Au vu ce qui précède, la décision du doyen refusant d'accorder au recourant une dérogation en vue du prolongement de ses études et confirmant l'élimination de ce dernier de la faculté aurait dû prendre en considération l'activité professionnelle importante du recourant. Ladite décision apparaît en outre disproportionnée dès lors que le recourant a déjà effectué trois années d'études, pour lesquelles il a consenti des sacrifices sur un plan personnel, professionnel et financier et validé 78 crédits ECTS sur les 90 crédits ECTS nécessaires, ce qui équivaut à seulement deux enseignements restant à valider, un semestre apparaissant suffisant pour y parvenir. Le fait d'autoriser le recourant à terminer sa maîtrise grâce à un semestre supplémentaire d'études n'apparaît en l'occurrence pas de nature à porter atteinte au but poursuivi par l'art. 41 al. 3 RE, ni à l'intérêt public protégé.

Ainsi, compte tenu des circonstances particulières du cas d'espèce, le recours sera admis. La décision entreprise sera annulée en tant qu'elle refuse au recourant l'octroi d'une dérogation visant à prolonger la durée de ses études pour lui permettre de terminer sa maîtrise en droit, et en tant qu'elle confirme la décision d'élimination du 18 septembre 2019. Le recourant disposera ainsi d'un semestre supplémentaire pour terminer son cursus de maîtrise en droit.

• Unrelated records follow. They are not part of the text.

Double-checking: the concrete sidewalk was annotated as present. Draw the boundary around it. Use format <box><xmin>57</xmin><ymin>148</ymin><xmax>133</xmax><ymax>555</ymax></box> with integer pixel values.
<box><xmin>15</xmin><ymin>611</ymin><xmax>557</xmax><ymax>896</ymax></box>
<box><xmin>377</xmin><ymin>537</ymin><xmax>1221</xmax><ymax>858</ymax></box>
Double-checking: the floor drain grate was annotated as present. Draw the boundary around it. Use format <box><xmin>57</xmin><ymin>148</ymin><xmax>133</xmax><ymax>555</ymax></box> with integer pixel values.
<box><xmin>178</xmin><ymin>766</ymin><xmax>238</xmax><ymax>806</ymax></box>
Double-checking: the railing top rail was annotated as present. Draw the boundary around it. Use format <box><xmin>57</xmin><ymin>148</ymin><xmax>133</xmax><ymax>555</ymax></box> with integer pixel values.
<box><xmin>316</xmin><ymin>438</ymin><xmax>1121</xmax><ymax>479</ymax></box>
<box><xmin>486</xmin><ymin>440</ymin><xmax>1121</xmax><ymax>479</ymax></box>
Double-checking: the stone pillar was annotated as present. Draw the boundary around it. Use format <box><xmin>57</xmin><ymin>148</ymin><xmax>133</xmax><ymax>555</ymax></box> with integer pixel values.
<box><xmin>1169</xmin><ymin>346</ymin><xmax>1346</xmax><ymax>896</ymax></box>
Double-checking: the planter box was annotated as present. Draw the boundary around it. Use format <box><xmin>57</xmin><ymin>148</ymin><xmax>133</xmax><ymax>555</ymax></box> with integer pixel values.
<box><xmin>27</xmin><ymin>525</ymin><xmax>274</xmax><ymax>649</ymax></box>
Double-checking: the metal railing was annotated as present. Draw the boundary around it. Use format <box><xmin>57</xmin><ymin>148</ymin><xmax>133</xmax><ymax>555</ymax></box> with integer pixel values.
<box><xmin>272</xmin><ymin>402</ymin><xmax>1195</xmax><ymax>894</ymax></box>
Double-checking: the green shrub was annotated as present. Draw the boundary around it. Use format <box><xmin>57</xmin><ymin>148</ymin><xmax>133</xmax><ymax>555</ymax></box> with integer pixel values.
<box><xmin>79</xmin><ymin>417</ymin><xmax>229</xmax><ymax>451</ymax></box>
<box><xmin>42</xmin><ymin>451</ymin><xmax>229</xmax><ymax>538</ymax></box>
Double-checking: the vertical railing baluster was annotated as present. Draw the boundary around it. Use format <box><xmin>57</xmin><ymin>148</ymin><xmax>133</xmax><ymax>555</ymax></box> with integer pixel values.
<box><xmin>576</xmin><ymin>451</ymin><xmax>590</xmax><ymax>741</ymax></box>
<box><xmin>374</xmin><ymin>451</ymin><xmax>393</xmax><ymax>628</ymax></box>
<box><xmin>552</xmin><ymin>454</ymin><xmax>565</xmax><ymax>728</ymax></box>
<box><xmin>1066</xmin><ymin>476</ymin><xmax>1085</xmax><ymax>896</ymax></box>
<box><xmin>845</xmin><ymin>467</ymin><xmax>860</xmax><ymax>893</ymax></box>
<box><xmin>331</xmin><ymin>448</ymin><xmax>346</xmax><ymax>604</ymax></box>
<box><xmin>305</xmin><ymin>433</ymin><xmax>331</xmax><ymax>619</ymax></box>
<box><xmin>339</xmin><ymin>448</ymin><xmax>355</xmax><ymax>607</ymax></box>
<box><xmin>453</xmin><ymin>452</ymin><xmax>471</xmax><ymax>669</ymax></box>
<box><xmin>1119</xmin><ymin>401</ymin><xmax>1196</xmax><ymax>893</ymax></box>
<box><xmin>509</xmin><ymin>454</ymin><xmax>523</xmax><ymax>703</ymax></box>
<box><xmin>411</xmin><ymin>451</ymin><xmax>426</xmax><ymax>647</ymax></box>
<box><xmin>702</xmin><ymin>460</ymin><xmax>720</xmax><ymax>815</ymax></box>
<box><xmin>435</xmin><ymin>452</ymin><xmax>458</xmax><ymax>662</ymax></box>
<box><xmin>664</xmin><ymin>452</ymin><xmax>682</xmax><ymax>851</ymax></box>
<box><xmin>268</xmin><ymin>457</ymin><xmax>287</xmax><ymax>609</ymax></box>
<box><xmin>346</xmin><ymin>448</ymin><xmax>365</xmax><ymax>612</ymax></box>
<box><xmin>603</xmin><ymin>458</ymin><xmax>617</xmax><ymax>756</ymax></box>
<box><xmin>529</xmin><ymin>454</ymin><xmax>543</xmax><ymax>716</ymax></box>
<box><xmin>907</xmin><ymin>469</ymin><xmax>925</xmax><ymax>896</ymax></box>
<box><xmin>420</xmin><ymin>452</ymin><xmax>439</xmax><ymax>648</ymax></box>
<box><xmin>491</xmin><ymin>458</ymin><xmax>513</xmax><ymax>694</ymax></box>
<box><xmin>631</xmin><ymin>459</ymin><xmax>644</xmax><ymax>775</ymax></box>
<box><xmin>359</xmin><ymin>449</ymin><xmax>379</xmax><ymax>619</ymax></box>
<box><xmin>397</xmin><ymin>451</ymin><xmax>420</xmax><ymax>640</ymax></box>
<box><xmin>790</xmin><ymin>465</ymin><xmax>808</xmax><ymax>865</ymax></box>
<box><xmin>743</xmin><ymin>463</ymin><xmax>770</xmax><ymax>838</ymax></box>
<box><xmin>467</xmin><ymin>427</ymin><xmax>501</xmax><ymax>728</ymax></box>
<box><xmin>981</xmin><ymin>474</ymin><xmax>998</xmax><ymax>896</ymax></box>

6) Vu l'issue du litige, aucun émolument ne sera perçu (art. 87 al. 1 LPA cum art. 11 al. 1 du règlement sur les frais, émoluments et indemnités en procédure administrative du 30 juillet 1986 - RFPA - E 5 10.03). Une indemnité de procédure de CHF 1'000.- sera allouée au recourant, qui y a conclu, obtient gain de cause et a exposé des frais pour la défense de ses intérêts (art. 87 al. 2 LPA).

 

* * * * *

PAR CES MOTIFS
LA CHAMBRE ADMINISTRATIVE

à la forme :

déclare recevable le recours interjeté le 7 février 2020 par Monsieur A______ contre la décision de l'Université de Genève du 7 janvier 2020 ;

au fond :

l'admet ;

annule la décision de l'Université de Genève du 7 janvier 2020 refusant d'accorder au recourant une dérogation et confirmant le prononcé de son élimination du cursus de maîtrise universitaire en droit ;

dit que Monsieur A______ disposera d'un semestre supplémentaire pour réussir son cursus de maîtrise universitaire en droit ;

dit qu'il n'est pas perçu d'émolument ;

alloue à Monsieur A______ une indemnité de procédure de CHF 1'000.- à charge de l'Université de Genève ;

dit que conformément aux art. 82 ss de la loi fédérale sur le Tribunal fédéral du 17 juin 2005 (LTF - RS 173.110), le présent arrêt peut être porté dans les trente jours qui suivent sa notification par-devant le Tribunal fédéral ;

- par la voie du recours en matière de droit public ;

- par la voie du recours constitutionnel subsidiaire, aux conditions posées par les art. 113 ss LTF, s'il porte sur le résultat d'examens ou d'autres évaluations des capacités, en matière de scolarité obligatoire, de formation ultérieure ou d'exercice d'une profession (art. 83 let. t LTF) ;

le mémoire de recours doit indiquer les conclusions, motifs et moyens de preuve et porter la signature du recourant ou de son mandataire ; il doit être adressé au Tribunal fédéral, 1000 Lausanne 14, par voie postale ou par voie électronique aux conditions de l'art. 42 LTF. Le présent arrêt et les pièces en possession du recourant, invoquées comme moyens de preuve, doivent être joints à l'envoi ;

communique le présent arrêt à Me Sebastiano Chiesa, avocat du recourant ainsi qu'à l'Université de Genève.

Siégeant : M. Mascotto, président, M. Verniory, Mme Lauber, juges.

Au nom de la chambre administrative :

le greffier-juriste :

 

 

F. Scheffre

 

 

le président siégeant :

 

 

C. Mascotto

 

Copie conforme de cet arrêt a été communiquée aux parties.